A Santo Stefano di Camastra il percorso processionale del Venerdì santo è scandito dall'esecuzione di due canti polivocali ad opera di un gruppo di cantori ancora molto unito e vitale nella trasmissione del repertorio.

 

Santo Stefano di Camastra, venerdì santo 1999

(file wmv, 60", 1.15Mb)

Li parti di la Cruci, un canto in dialetto che narra l'immenso dolore della Madonna per la crocifissione del figlio, comprende nove strofe (sestine), una per ognuna delle spade che trafiggono il cuore di Maria. I cantori, ad ogni sosta dei due fercoli (uno è quello del Cristo deposto, l'altro dell'Addolorata) si fermano e si dispongono in cerchio per intonare una spada, come viene chiamata la strofa. La processione, dopo aver sostato dinanzi a tutte le chiese e nei luoghi in cui un tempo sorgevano altri luoghi di culto, si conclude all'interno della Chiesa Madre, dove il gruppo di cantori intona lo Stabat Mater.

(testo dialettale)

Stave dolorosa

 iu ' sta crucem lacrimosa

dummo pende Pater Filiu

(testo liturgico)

Stabat Mater dolorosa

 Juxta crucem lacrimosa

dum pendebat filius

 

 

Stabat Mater (mp3 file)

 

 

La struttura polivocale è anche in questo caso a tre parti: la voce A intona l'intera melodia; la B interviene sull'ultima frase; il coro, dopo l'inciso d'attacco, segue parallelamente la voce A a una terza di distanza, salvo che alla fine della strofa quando sembra realizzare il movimento dominante/tonica tipico del basso armonico.

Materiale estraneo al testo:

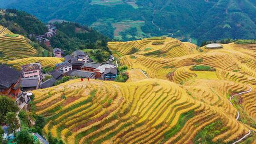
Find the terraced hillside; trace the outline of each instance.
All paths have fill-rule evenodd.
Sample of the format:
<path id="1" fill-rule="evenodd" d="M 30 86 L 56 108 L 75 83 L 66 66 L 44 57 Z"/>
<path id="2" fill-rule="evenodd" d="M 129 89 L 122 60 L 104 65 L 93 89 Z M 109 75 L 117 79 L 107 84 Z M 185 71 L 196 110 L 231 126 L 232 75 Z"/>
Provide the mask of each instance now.
<path id="1" fill-rule="evenodd" d="M 0 26 L 0 62 L 35 56 L 37 50 L 22 36 Z"/>
<path id="2" fill-rule="evenodd" d="M 209 125 L 218 131 L 211 135 L 212 143 L 224 144 L 250 132 L 236 120 L 237 109 L 226 95 L 249 89 L 225 81 L 198 80 L 183 88 L 159 79 L 78 79 L 33 92 L 37 114 L 47 117 L 45 132 L 67 144 L 196 143 Z"/>
<path id="3" fill-rule="evenodd" d="M 64 58 L 58 57 L 32 57 L 9 61 L 7 63 L 19 69 L 21 65 L 38 62 L 41 63 L 43 67 L 53 67 L 55 66 L 55 64 L 60 63 L 64 61 Z"/>
<path id="4" fill-rule="evenodd" d="M 223 46 L 109 43 L 128 68 L 127 82 L 76 79 L 33 91 L 44 132 L 66 144 L 255 144 L 256 45 Z"/>
<path id="5" fill-rule="evenodd" d="M 183 43 L 170 37 L 145 38 L 127 42 L 109 42 L 108 46 L 117 57 L 136 54 L 166 58 L 193 54 L 196 47 L 194 45 Z"/>

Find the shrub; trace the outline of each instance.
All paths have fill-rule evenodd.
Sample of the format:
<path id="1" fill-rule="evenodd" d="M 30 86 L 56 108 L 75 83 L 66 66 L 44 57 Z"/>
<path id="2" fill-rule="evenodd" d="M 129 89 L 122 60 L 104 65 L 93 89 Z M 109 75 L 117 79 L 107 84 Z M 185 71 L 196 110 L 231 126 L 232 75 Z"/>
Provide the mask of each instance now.
<path id="1" fill-rule="evenodd" d="M 146 52 L 146 51 L 150 51 L 151 50 L 152 50 L 152 48 L 151 48 L 151 47 L 147 47 L 147 48 L 146 48 L 144 49 L 144 52 Z"/>
<path id="2" fill-rule="evenodd" d="M 166 38 L 166 37 L 165 36 L 155 36 L 155 37 L 152 37 L 150 38 L 148 38 L 148 40 L 163 40 Z"/>
<path id="3" fill-rule="evenodd" d="M 117 77 L 116 81 L 120 82 L 125 82 L 129 78 L 128 73 L 126 72 L 120 72 Z"/>
<path id="4" fill-rule="evenodd" d="M 136 47 L 133 47 L 131 49 L 131 51 L 127 54 L 132 54 L 138 52 L 139 50 Z"/>
<path id="5" fill-rule="evenodd" d="M 216 71 L 216 69 L 214 68 L 205 65 L 195 65 L 192 67 L 191 70 L 195 71 L 215 72 Z"/>
<path id="6" fill-rule="evenodd" d="M 193 62 L 196 62 L 196 63 L 202 63 L 203 61 L 203 60 L 202 58 L 201 58 L 199 59 L 192 60 L 192 61 Z"/>
<path id="7" fill-rule="evenodd" d="M 164 41 L 154 41 L 152 43 L 152 45 L 164 45 L 164 43 L 165 43 Z"/>

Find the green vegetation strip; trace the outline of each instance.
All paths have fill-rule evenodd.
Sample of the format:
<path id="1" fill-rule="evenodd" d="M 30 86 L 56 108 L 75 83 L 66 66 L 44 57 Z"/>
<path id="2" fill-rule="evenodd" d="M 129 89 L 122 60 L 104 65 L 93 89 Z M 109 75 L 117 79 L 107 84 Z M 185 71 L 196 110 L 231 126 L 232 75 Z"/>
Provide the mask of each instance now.
<path id="1" fill-rule="evenodd" d="M 195 65 L 192 67 L 191 70 L 194 71 L 215 72 L 216 71 L 214 68 L 205 65 Z"/>

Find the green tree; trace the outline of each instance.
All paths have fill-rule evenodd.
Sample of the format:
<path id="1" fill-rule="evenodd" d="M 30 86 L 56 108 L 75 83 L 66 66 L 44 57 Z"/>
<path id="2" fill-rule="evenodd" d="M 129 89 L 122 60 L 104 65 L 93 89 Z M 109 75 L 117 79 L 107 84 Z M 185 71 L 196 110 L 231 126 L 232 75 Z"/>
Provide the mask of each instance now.
<path id="1" fill-rule="evenodd" d="M 14 100 L 7 96 L 0 96 L 0 122 L 5 121 L 5 116 L 8 112 L 16 113 L 18 110 L 18 108 Z"/>
<path id="2" fill-rule="evenodd" d="M 19 127 L 18 121 L 16 117 L 16 114 L 13 112 L 9 112 L 5 116 L 5 123 L 8 124 L 8 133 L 13 133 L 16 135 L 16 130 Z"/>
<path id="3" fill-rule="evenodd" d="M 3 137 L 2 135 L 4 133 L 3 129 L 2 128 L 1 126 L 0 126 L 0 143 L 2 144 L 3 143 Z"/>
<path id="4" fill-rule="evenodd" d="M 24 128 L 18 133 L 16 141 L 18 144 L 33 144 L 34 138 L 29 133 L 28 129 Z"/>

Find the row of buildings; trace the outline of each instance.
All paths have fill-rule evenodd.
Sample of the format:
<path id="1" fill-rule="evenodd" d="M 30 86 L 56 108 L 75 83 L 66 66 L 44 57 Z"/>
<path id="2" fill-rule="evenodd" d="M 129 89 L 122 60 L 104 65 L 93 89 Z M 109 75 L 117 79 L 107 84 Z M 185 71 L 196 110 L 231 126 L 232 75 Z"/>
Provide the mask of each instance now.
<path id="1" fill-rule="evenodd" d="M 81 51 L 64 58 L 64 62 L 56 64 L 55 69 L 47 73 L 43 73 L 39 62 L 21 66 L 21 72 L 4 64 L 0 65 L 0 95 L 8 96 L 18 104 L 23 102 L 23 91 L 52 87 L 64 76 L 112 81 L 118 74 L 114 64 L 91 62 L 88 54 Z M 51 75 L 52 78 L 43 82 L 47 75 Z"/>
<path id="2" fill-rule="evenodd" d="M 47 47 L 51 46 L 51 43 L 49 38 L 57 34 L 57 28 L 53 25 L 46 25 L 48 32 L 44 35 L 36 36 L 37 40 L 40 43 L 43 42 Z"/>

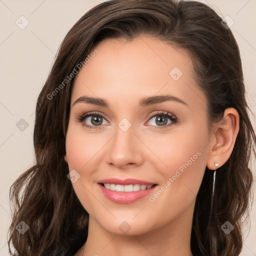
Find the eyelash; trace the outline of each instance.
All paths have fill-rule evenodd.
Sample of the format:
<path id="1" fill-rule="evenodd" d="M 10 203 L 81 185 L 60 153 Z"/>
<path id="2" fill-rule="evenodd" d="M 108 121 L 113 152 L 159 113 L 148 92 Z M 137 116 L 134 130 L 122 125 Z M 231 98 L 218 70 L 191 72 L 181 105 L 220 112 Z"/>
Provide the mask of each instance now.
<path id="1" fill-rule="evenodd" d="M 100 116 L 101 118 L 103 118 L 104 119 L 106 119 L 106 118 L 104 116 L 104 115 L 100 114 L 98 113 L 97 113 L 96 112 L 89 112 L 88 113 L 86 113 L 85 114 L 82 114 L 82 116 L 79 116 L 77 120 L 80 122 L 82 122 L 84 119 L 86 119 L 88 116 Z M 152 118 L 154 118 L 155 116 L 164 116 L 167 117 L 169 118 L 170 120 L 172 121 L 172 123 L 168 124 L 168 125 L 165 125 L 163 126 L 162 127 L 161 126 L 154 126 L 154 128 L 152 128 L 152 129 L 163 129 L 163 128 L 166 128 L 172 126 L 172 124 L 176 124 L 178 122 L 178 119 L 173 114 L 170 114 L 168 113 L 168 112 L 166 112 L 164 111 L 162 111 L 158 113 L 152 113 L 150 115 L 150 116 L 148 118 L 148 122 L 150 119 L 152 119 Z M 99 129 L 100 128 L 100 126 L 89 126 L 88 124 L 83 124 L 82 125 L 84 126 L 86 128 L 88 128 L 90 129 Z"/>

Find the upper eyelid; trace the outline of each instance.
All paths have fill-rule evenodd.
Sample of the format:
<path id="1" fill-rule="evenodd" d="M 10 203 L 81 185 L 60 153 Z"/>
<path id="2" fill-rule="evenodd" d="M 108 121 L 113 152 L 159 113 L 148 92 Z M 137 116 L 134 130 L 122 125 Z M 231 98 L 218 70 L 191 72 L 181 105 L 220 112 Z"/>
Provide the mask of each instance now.
<path id="1" fill-rule="evenodd" d="M 148 116 L 147 119 L 148 119 L 148 120 L 147 122 L 148 122 L 148 120 L 152 118 L 155 117 L 156 116 L 157 114 L 162 114 L 164 115 L 166 115 L 166 116 L 169 115 L 169 116 L 174 116 L 174 118 L 176 118 L 176 116 L 175 114 L 173 114 L 172 113 L 168 112 L 167 111 L 162 110 L 156 110 L 156 111 L 153 111 L 153 112 L 152 112 L 151 114 L 150 114 Z M 86 113 L 84 113 L 84 114 L 80 116 L 80 117 L 82 118 L 83 116 L 84 116 L 84 118 L 88 118 L 88 117 L 89 117 L 91 116 L 93 116 L 94 114 L 95 114 L 95 115 L 98 114 L 99 116 L 102 116 L 108 122 L 108 118 L 106 117 L 106 116 L 105 114 L 104 114 L 103 113 L 102 113 L 101 112 L 98 112 L 92 111 L 92 112 L 88 112 Z M 168 117 L 168 118 L 170 118 Z"/>

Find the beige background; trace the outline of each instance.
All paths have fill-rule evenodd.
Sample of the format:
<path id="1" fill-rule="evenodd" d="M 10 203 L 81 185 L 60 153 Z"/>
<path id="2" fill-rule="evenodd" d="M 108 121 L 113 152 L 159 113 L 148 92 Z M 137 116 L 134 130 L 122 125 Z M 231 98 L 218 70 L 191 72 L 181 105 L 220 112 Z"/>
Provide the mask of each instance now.
<path id="1" fill-rule="evenodd" d="M 8 255 L 6 234 L 10 221 L 9 188 L 34 161 L 32 134 L 38 94 L 67 32 L 88 10 L 102 2 L 0 0 L 0 256 Z M 255 113 L 256 0 L 200 2 L 234 22 L 231 30 L 240 47 L 248 105 Z M 22 16 L 25 18 L 20 18 Z M 16 24 L 17 20 L 20 26 L 29 24 L 22 30 Z M 22 118 L 28 128 L 24 120 L 20 121 Z M 252 118 L 252 120 L 255 128 Z M 16 126 L 19 121 L 25 124 L 23 131 Z M 252 166 L 255 175 L 255 161 Z M 254 200 L 251 228 L 241 256 L 256 256 L 256 217 Z"/>

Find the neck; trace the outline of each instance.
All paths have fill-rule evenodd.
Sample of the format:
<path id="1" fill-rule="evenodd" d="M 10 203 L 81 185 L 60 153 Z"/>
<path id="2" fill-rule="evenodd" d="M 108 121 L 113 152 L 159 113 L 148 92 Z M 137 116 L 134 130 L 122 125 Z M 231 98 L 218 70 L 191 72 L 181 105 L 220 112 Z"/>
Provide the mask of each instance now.
<path id="1" fill-rule="evenodd" d="M 185 215 L 188 216 L 188 213 Z M 190 248 L 192 212 L 188 216 L 180 216 L 160 228 L 134 236 L 109 232 L 90 217 L 86 244 L 75 256 L 192 256 Z"/>

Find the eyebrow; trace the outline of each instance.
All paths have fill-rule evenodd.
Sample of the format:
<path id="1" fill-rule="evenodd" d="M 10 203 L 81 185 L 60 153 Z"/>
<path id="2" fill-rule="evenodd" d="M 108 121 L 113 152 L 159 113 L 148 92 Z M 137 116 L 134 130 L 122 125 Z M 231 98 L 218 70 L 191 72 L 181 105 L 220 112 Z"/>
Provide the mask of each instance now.
<path id="1" fill-rule="evenodd" d="M 172 95 L 164 95 L 159 96 L 152 96 L 147 98 L 142 98 L 140 102 L 140 106 L 146 106 L 154 104 L 162 103 L 167 101 L 176 102 L 182 103 L 186 106 L 188 104 L 179 98 L 172 96 Z M 82 96 L 80 97 L 73 104 L 73 106 L 78 102 L 88 103 L 108 108 L 109 106 L 107 102 L 102 98 L 94 98 L 91 97 L 87 97 L 86 96 Z"/>

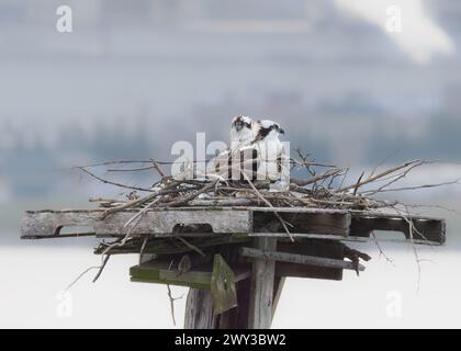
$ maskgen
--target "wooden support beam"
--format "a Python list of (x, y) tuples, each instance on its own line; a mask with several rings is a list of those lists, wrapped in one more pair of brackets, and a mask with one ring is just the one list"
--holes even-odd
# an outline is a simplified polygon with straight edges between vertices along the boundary
[[(307, 264), (307, 265), (324, 267), (324, 268), (334, 268), (334, 269), (344, 269), (344, 270), (351, 270), (351, 271), (357, 270), (357, 268), (355, 267), (352, 262), (344, 261), (344, 260), (327, 259), (327, 258), (322, 258), (322, 257), (314, 257), (314, 256), (286, 253), (286, 252), (279, 252), (279, 251), (272, 251), (272, 250), (266, 250), (266, 249), (254, 249), (254, 248), (240, 248), (239, 253), (243, 257), (254, 258), (258, 260), (282, 261), (282, 262)], [(364, 267), (362, 264), (359, 264), (358, 270), (364, 271)]]
[[(277, 239), (256, 238), (255, 246), (259, 250), (276, 250)], [(248, 316), (249, 329), (269, 329), (271, 326), (274, 278), (276, 261), (266, 257), (254, 259)]]
[(184, 329), (215, 329), (217, 316), (213, 312), (210, 290), (190, 288), (185, 302)]

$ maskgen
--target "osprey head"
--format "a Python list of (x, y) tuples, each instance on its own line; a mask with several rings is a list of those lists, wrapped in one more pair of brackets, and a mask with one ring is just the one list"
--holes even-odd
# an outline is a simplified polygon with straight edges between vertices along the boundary
[(249, 116), (236, 116), (234, 120), (232, 120), (231, 127), (236, 129), (237, 132), (240, 132), (244, 128), (251, 129), (251, 118)]
[(258, 121), (257, 128), (257, 138), (259, 139), (263, 139), (268, 135), (279, 136), (279, 134), (285, 134), (285, 131), (282, 129), (279, 123), (269, 120)]

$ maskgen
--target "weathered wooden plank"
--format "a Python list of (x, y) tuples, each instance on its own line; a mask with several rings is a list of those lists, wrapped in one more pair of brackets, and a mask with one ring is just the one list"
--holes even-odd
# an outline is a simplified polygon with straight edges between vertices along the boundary
[[(409, 230), (408, 220), (413, 223), (413, 233)], [(404, 217), (385, 213), (352, 213), (351, 236), (370, 237), (374, 230), (400, 231), (407, 240), (413, 238), (416, 244), (443, 245), (446, 241), (446, 222), (440, 218), (412, 215)]]
[[(296, 242), (281, 242), (277, 245), (278, 251), (323, 257), (329, 259), (344, 260), (345, 246), (338, 241), (325, 240), (297, 240)], [(322, 280), (342, 280), (342, 269), (325, 267), (313, 267), (290, 262), (276, 262), (277, 276), (297, 276)]]
[[(277, 268), (276, 268), (277, 272)], [(272, 302), (272, 319), (276, 316), (277, 307), (279, 306), (280, 297), (282, 296), (283, 286), (285, 285), (285, 276), (277, 276), (273, 284), (273, 302)]]
[[(188, 272), (181, 272), (177, 267), (171, 267), (169, 260), (158, 259), (132, 267), (130, 269), (130, 275), (132, 282), (170, 284), (210, 290), (212, 267), (211, 264), (203, 264)], [(239, 267), (234, 271), (234, 281), (239, 282), (249, 278), (249, 270)]]
[(190, 288), (185, 302), (184, 329), (215, 329), (217, 319), (213, 313), (210, 290)]
[[(276, 250), (277, 239), (256, 238), (259, 250)], [(259, 257), (254, 260), (251, 270), (251, 291), (248, 316), (248, 328), (269, 329), (272, 322), (273, 284), (276, 261)]]
[[(254, 212), (254, 233), (284, 233), (280, 220), (277, 219), (273, 211)], [(273, 208), (271, 208), (273, 210)], [(279, 208), (277, 208), (279, 210)], [(351, 216), (345, 211), (313, 211), (313, 208), (281, 208), (277, 211), (283, 219), (291, 224), (291, 231), (299, 234), (325, 234), (325, 235), (340, 235), (347, 237), (349, 235), (349, 227)], [(307, 211), (310, 210), (310, 211)], [(273, 223), (268, 227), (268, 223)], [(267, 230), (269, 228), (269, 230)], [(265, 230), (266, 229), (266, 230)]]
[[(446, 241), (446, 223), (440, 218), (401, 216), (396, 214), (360, 211), (337, 211), (300, 207), (182, 207), (155, 208), (132, 228), (126, 222), (136, 211), (123, 211), (100, 220), (103, 210), (67, 210), (26, 212), (21, 224), (24, 239), (65, 238), (71, 236), (114, 237), (125, 236), (213, 236), (214, 234), (246, 233), (255, 237), (284, 238), (286, 234), (273, 212), (278, 212), (294, 227), (292, 237), (345, 241), (370, 240), (373, 230), (391, 230), (413, 236), (415, 244), (441, 245)], [(415, 230), (411, 235), (408, 219)], [(63, 228), (88, 228), (86, 233), (61, 234)], [(181, 229), (182, 230), (177, 230)], [(203, 231), (209, 228), (210, 233)], [(213, 233), (212, 233), (213, 231)], [(382, 238), (400, 241), (395, 237)]]
[[(324, 267), (324, 268), (356, 271), (356, 267), (353, 265), (352, 262), (314, 257), (314, 256), (286, 253), (286, 252), (255, 249), (255, 248), (240, 248), (239, 253), (243, 257), (254, 258), (254, 259), (259, 259), (259, 260), (266, 259), (266, 260), (282, 261), (282, 262), (289, 262), (289, 263), (299, 263), (299, 264), (307, 264), (307, 265), (314, 265), (314, 267)], [(364, 267), (362, 264), (359, 264), (358, 269), (359, 271), (364, 271)]]
[(149, 211), (135, 227), (125, 224), (136, 214), (133, 211), (115, 213), (101, 220), (101, 211), (40, 211), (26, 212), (21, 224), (24, 239), (59, 237), (63, 227), (90, 227), (98, 237), (133, 236), (173, 233), (178, 226), (209, 225), (213, 233), (252, 231), (249, 211), (232, 208), (187, 208)]
[(220, 253), (214, 256), (211, 292), (213, 309), (216, 315), (221, 315), (237, 306), (235, 275)]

È possibile notare, nello sviluppo della melodia principale, un curioso accostamento di due livelli linguistici musicali assai distanti tra loro nell'adozione degli elementi lessicali: il primo, ricco di salti intervallari anche ampi, di fioriture di sapore belcantistico ottocentesco, che prevede una estrema dilatazione del testo verbale (la parola "Ave" è intonata su 24 note); il secondo, "gregorianeggiante", che non ha più le rapide fioriture del precedente e in cui la melodia si dipana esclusivamente per gradi congiunti.

Anche la parte del coro si adegua a questo bilinguismo: dapprima melodica, quasi "controcanto", diventa, come già detto, un basso armonico e ad essa si aggiunge, in appoggio, una seconda parte accordale, la voce B.

Il coro esegue una sola nota, limitandosi ad “accordare” rinforzando all’unisono la finalis. La linea melodica si svolge in un ambito di 5a facendo grandissimo uso del glissato nei modi già visti a Tusa.